The could cause unemployment rates to exceed forecasts, since many entrants into the workforce might be unable to find jobs, Daly, Hobijn and Kwok said.
The Labor Department, in its monthly employment report on Feb 6, is expected to say the U.S. jobless rate hit 7.5 percent in January for the first time since 1992.
The San Francisco Fed study showed that women aged 25-54 and men and women 55 or older have increased their participation in the workforce since December 2007, while young people (age 20-24) have not withdrawn to the same extent as in the 1990-91 and 2001 recessions.

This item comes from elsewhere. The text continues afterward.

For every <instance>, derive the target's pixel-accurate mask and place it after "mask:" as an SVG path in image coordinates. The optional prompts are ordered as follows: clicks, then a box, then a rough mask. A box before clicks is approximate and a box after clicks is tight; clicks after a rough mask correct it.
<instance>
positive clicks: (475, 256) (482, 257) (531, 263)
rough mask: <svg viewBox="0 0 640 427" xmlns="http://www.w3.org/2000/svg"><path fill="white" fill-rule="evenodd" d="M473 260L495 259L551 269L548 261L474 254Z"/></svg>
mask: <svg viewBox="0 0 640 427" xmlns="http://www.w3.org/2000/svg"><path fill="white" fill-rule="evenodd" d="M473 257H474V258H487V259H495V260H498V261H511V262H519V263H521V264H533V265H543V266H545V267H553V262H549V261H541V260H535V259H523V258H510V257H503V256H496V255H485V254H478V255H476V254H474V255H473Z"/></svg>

“The decrease in the supply of credit to students and the decline in housing and financial wealth of their parents likely put pressure on young people to take jobs to pay for their studies,” the economists said.
For the other groups, the massive hit to household wealth from falling home values and savaged equity prices — estimated by San Francisco Fed President Janet Yellen at $10 trillion — kept more Americans in the workforce, up to and beyond their anticipated retirement dates.
“The sensitivity of older workers to stock market performance is not surprising, given the shift over the past 15 years from employer-run, defined benefit (retirement) plans to employee-managed defined contribution plans,” the economists said.
Meanwhile, the massive decline in jobs in the male-dominated construction and manufacturing industries likely forced other family members to enter the labor market, they said.
Women aged 25-54 left the workforce in large numbers during the 2001 recession, but during the current downturn the trend has reversed. In fact, married women in that age group have increased labor market participation since 2005, when the pace of house price appreciation first started to slow.